A low-energy wireless electroencephalograph (2015 - 2017)

Participants: Ignacio Capurro, Guillermo Dufort y Álvarez, Federico Favaro, Federico Lecumberry, Álvaro Martín (PI), Juan Pablo Oliver, Julián Oreggioni, Julio Pérez, Ignacio Ramírez (PI), Gadiel Seroussi, Leonardo Steinfeld
Founding: CSIC

We investigate the energy savings that can be obtained in wireless electroencephalographs through the use of efficient coding schemes. We will measure the energy consumption obtained with different coding algorithms with the goal of evaluating the trade off between algorithmic complexity (which translates to higher computation energy) and compression efficiency (which yields lower transmission energy).

Low complexity brain-computer interface (2013 - 2015)

Participants: Ignacio Capurro, Federico Lecumberry, Álvaro Martín (PI), Martín Patrone, Eugenio Rovira, Ignacio Ramírez (PI), Gadiel Seroussi
Founding: CSIC

We investigate the application of Signal Processing and Information Theory techniques to the development of Brain-Computer interfaces based on electroencephalography, with low power consumption in the electroencephalograph.

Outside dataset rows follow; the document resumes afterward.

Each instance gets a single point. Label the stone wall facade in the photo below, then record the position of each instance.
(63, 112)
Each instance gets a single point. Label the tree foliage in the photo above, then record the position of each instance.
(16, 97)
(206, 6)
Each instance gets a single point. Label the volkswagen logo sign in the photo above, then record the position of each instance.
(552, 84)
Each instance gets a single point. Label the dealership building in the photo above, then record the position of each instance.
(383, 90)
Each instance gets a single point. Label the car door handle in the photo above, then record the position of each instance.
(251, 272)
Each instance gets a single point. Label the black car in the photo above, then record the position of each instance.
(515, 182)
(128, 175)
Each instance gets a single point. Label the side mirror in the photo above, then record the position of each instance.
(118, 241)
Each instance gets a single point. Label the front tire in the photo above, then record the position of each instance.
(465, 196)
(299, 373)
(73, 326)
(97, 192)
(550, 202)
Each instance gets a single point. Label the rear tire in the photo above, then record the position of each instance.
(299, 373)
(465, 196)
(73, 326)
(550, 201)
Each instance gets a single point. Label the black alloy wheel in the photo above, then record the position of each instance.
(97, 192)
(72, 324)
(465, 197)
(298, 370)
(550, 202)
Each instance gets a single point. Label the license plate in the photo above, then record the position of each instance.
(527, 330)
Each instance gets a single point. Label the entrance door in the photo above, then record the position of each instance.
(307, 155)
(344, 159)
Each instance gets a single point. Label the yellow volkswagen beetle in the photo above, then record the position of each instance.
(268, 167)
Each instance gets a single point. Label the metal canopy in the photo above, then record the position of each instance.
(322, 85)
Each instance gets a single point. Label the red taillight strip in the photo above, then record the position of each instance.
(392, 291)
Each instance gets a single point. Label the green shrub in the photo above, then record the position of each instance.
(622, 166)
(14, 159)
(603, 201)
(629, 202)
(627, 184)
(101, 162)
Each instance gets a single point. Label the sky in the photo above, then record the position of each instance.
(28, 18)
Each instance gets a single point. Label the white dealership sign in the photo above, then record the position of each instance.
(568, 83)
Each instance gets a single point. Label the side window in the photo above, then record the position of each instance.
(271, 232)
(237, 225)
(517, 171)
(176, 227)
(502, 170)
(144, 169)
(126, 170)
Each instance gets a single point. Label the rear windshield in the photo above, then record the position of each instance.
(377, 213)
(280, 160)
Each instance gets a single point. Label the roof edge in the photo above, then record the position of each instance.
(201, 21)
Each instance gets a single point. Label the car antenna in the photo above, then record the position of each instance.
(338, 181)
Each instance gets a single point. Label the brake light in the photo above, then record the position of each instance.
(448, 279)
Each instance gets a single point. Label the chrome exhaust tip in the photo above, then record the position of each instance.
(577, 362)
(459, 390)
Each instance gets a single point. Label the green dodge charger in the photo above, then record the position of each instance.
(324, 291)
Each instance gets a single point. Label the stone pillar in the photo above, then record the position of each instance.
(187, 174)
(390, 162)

We are interested in low complexity algorithms that can be applied to the compression of electroencephalograms, with the aim of reducing energy consumption for wireless transmission between the electroencephalograph and a computer that analyzes the signals.

Efficient estimation of stochastic models (2011 - 2013)

Participants: Álvaro Martín (PI), Gadiel Seroussi, Luciana Vitale
Founding: CSIC

Estimating a stochastic model from a sample sequences over a given alphabet is key in many practical applications, such as various data compression algorithms, simulation, and prediction. In this project we focus on Markov models, which have common application in different areas of Information Theory. For this type of models, there exist estimation algorithms that are efficient from theoretical point of view, in the sense of requiring run time and memory amount that are linear in the length of the input sequence. In practice, however, the memory requirements of these algorithms can be prohibitive for large input sequences. We will study theoretical properties of these estimators with the aim of deriving new efficient estimation algorithms.

Study of Tree Models in Information Theory (2007 - 2008)

Participants: Álvaro Martín (PI)
Founding: PDT

Tree models, which in the statistical community have been called variable length Markov chains, provide a mechanism to "join" states of a Markov chain that share the same probability distribution. In practical applications, such models allow for an important reduction in the number of free scalar parameters (conditional probabilities) required to model a stochastic process. In this project we study theoretical properties of tree models and some applications in data compression.

Study of models for finite memory stochastic processes (2005 - 2007)

Participants: Álvaro Martín, Alfredo Viola (PI)
Founding: CSIC

The objective of this project is to achieve a deep understanding of the properties of tree models for finite memory processes. Progress in this direction have both theoretical and practical interest with important implications, for example, in compression algorithms and simulation.